We are looking to round out our crew for the upcoming season in Chicago
We need both experienced and beginners, we will train. We are looking for people who can commit to the season and are willing to learn.
The boat is a Carrera 290, PHRF 99, we will be doing all LMSRF AREA III Buoy Races, we will NOT be doing the distance races with this boat. There is an opportunity to do distance races but on another boat. We are looking for 5-6 people to rotate in and out of the beginners positions and 2-3 experienced to round out our existing crew. 
I supply the boat and beer, you supply the sweat.
FRENZY


----------



## T34C (Sep 14, 2006)

*"we will be doing all LMSRF AREA III Buoy Races"*

Sorry, but I'm not familiar with this. What part of Chicago are you in and how frequently are you racing? What crew positions are you trying to fill?


----------



## Frenzy (Jun 27, 2001)

Most races for "Lake Michigan Sail Racing Federation, Area III" are sailed off of down town Chicago.
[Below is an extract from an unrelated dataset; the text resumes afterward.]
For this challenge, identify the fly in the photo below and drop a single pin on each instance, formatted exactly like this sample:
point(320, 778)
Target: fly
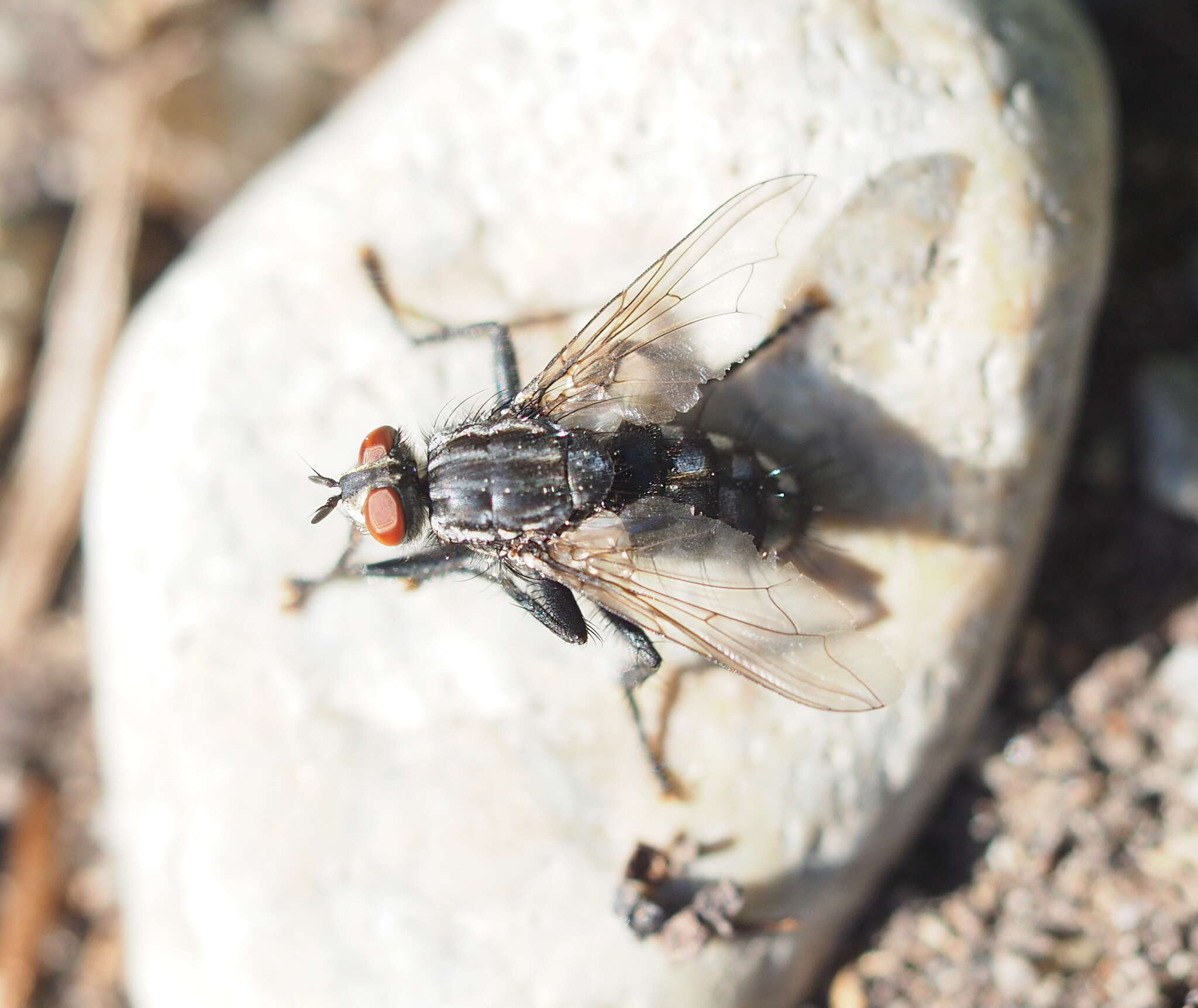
point(583, 483)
The boat is at Montrose Harbor.

We race on the weekends.


----------



## Giulietta (Nov 14, 2006)

Please please show me the boat, please


Is it OD?? What's the rating in IRC or IORC??


----------



## T34C (Sep 14, 2006)

Frenzy said:


> Most races for "Lake Michigan Sail Racing Federation, Area III" are sailed off of down town Chicago.
> 
> The boat is at Montrose Harbor.
> 
> We race on the weekends.


I'd love to if it were during the week. I live WAY north of the city (Antioch, IL) which makes it a long commute, and on the weekends I relocate further north to my boat. If you need crew for any weekday races or the occational longer weekend race, let me know.

Cheers,


----------